When describing the memory manager I mentioned that every large component has its own memory clerk. It means that Buffer Pool has its own memory clerk as well. How is it possible, BP leverages SQLOS memory clerk but SQLOS' memory manager relies on BP? This is common chicken and egg problem that you often can observe in operating systems. The key here is that Buffer Pool never uses any type of page allocator from SQLOS. It only leverages Virtual and AWE SQLOS's interfaces.
-----------------
| Buffer Pool |
-----------------
|
|
V
--------------------------
| Memory Clerk (VM/AWE) |
--------------------------
|
|
V
-----------------
| Memory Node |
-----------------
Fig. 4
All SQL Server's components optimized for 8KB allocations so that they can allocate memory through SQLOS's single page allocator and consequently through Buffer Pool. However there are cases when a component requires large buffers. If it happens allocation will be either satisfied by memory node's multi page allocator or by virtual allocator. As you might guess that memory will be allocated outside of Buffer Pool. This is exactly why I don’t like term MemToLeave, SQL Server does allocate memory out of that area!

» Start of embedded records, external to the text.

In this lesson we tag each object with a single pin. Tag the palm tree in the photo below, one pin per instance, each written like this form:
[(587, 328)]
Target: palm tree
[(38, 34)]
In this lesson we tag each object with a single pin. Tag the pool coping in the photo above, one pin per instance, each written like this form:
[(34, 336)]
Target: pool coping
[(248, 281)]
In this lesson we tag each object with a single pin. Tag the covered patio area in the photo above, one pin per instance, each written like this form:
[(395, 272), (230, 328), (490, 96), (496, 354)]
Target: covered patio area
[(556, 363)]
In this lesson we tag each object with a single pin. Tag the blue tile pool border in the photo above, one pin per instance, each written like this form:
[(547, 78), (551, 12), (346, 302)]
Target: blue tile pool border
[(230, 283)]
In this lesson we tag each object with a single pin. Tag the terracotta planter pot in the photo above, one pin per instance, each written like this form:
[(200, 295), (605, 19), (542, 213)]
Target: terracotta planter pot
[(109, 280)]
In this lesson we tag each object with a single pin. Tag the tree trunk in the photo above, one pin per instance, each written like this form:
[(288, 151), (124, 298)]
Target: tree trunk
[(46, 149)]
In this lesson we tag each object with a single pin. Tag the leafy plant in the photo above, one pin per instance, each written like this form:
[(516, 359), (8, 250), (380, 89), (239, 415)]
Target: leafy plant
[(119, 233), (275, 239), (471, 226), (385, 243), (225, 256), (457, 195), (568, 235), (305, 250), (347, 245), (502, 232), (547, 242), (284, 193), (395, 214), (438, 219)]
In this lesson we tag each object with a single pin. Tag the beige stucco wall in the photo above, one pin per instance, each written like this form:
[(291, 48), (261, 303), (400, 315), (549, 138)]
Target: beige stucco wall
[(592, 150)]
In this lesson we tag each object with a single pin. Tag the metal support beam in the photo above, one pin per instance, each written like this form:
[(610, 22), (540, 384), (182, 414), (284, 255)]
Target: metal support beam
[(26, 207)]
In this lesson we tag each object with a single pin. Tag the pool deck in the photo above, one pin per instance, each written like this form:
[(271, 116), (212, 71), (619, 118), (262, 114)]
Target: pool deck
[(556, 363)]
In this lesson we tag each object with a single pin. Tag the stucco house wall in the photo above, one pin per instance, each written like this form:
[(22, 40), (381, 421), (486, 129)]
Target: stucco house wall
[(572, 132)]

Buffer Pool and AWE mechanism
When describing SQLOS memory manager and Buffer Pool, the discussion would be incomplete without describtion of how AWE fits in all of this. It is really important to understand how Buffer Pool allocates its memory when SQL Server configured to use AWE mechanisms. First, please remember, BP leverages SQLOS's memory clerk interfaces to allocate both VAS and physical pages through AWE. Second, there are several differences that you need to keep in mind. First BP reserves VAS in 4MB chunks instead of "single" large region. This enables SQL Server to release VAS when process is under VAS pressure. (We didn't have all bits and pieces to do this when server is not configured to use AWE mechanisms). Then it allocates all of its memory using AWE mechanism on demand. This is very big difference between SQL2000 and Yukon. In SQL Server 2000 BP would allocate all of its memory when using AWE mechanism right a way.
Buffer Pool is a preferred memory allocator for the whole server. In AWE mode it allocates its memory leveraging AWE mechanism. It means that all allocations allocated through SQLOS's single page allocator will come from pages allocated through AWE. This is what many people really missing. Let me make the point again: When Server is configured for AWE mode, most of it allocations are allocated through AWE mechanism. This is exactly the reason why you won't see private bytes and memory usage growing for SQL Server in this mode.
Since data pages are use relative addressing, i.e. self contained, Buffer Pool can map and unmap them into and out of process's VAS. Other components could have done the same if they were not relying on the actual allocation address. Unfortunately there are no components right now other than BP that can take advantage of AWE mechanism.
Future posts
I haven't completed discussion about SQLOS memory management yet . There is still much to talk about. In my next posts I will cover SQLOS caches and handling of memory pressure. It is also really important to look at dbcc memory status and related dmvs.
I understand that this material is not easy to grasp. Please let me know if you have any questions or you would like me to explain some areas in deeper details.
If you have any feedback I would love to hear that as well. This is really important to me so can adjust my posts accordingly.
The weekend is just a day away: Enjoy it!